The Chancellor, Rishi Sunak, only yesterday (8 April) announced a new £750m funding package, having been pressed by the charity sector since the pandemic first unfolded. With £360m directly allocated by government departments and £370m ringfenced for smaller local charities, it is undoubtedly a welcome shot in the arm for the sector.

However, the role of industry also remains so critical – arguably never greater – to protecting the future of patient communities, as charities navigate such an unchartered environment. The Chancellor himself recognised the Government’s inability to match every ‘lost pound’ and funding is likely to be prioritised for ‘front-line’ organisations, particularly within areas such as financial advice and food delivery. Now is therefore the time for industry to accelerate vital targeted resources, providing extended services that are integral to maintaining patient outcomes during this period.

Inevitably, there is no ’one size fits all’ solution. Patient services vary considerably across organisations, regions and conditions and so too will the support that these groups require. It’s essential to listen to the concerns of charities and fully understand the challenges experienced from the perspective of their respective population. This is particularly vital when it comes to patients in high risk groups who realise that forgoing treatment could impact on their prognosis. These patients have to balance the need for hospital visits for life saving treatment, alongside the risk of exposure to COVID-19. Listening to the needs of patient groups will enable industry to identify the priorities that can make the difference, beyond financial investment alone.
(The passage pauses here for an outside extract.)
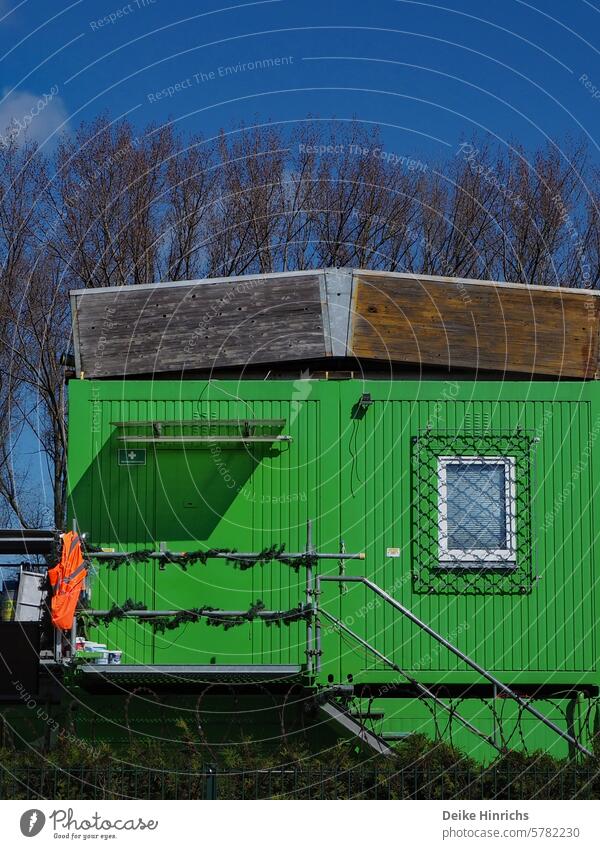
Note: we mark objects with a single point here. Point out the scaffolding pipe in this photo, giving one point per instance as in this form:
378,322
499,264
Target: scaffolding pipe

Firstly, a ‘digital first’ approach is increasingly paramount as patient groups strive to provide fully integrated online advice and support to improve the quality and efficiency of patient care. Many pharma companies have developed digital platforms and services in recent years to support patient engagement and disease management. Surely now is the time to truly work in partnership, sharing knowledge of and access to these digital platforms, introducing new models of care aimed at increasing patient/HCP access and support.

Digital integration of services is just one of many areas where joint partnerships could make the difference. A period of prolonged self isolation has inevitably resulted in a dramatic increase in patients requiring an ‘in person’ service. Charities have received overwhelming numbers of calls from patients seeking critical advice, placing an unsustainable strain on nurse led helplines.

Industry can help to alleviate these pressures at a grass roots level.

Seconding key employees to charity partners for an agreed number of hours during this period for example will enable patient groups to redirect vital expertise, ensuring that patients continue to access the qualified support and advice they need at this time.

Supporting charities with ‘wrap around’ and ‘beyond the pill’ services, as companies increasingly position themselves as a ‘healthcare’ or indeed ‘technology’ firms, will also help to strengthen the essential resources being accessed by patient communities. Several industry initiatives are already underway, with pharma companies pooling skills, experience and resources in areas such as telephone triage and home delivery. But, more needs to be done to explore new integrated solutions to providing patient care during these unprecedented times.

While the immediate focus for the months to come will centre on responding to the coronavirus outbreak, it is important to recognise how the current situation may also lead to the late or delayed presentation of non-COVID-19 cases as patients actively defer healthcare advice or treatment. This will lead to a potential ‘surge’ in patient demand later down the line where, again, the role of charity and industry partnerships will be tested and learnings from ‘today’ can be brought to the fore.

Ultimately, this is a time for collaboration. A time to strengthen relationships. A time where industry can be instrumental in ensuring patients continue to have access to acute services and resources during this uncertain period. Companies that provide the right support now will be changing the shape of integrated charity partnerships for the future.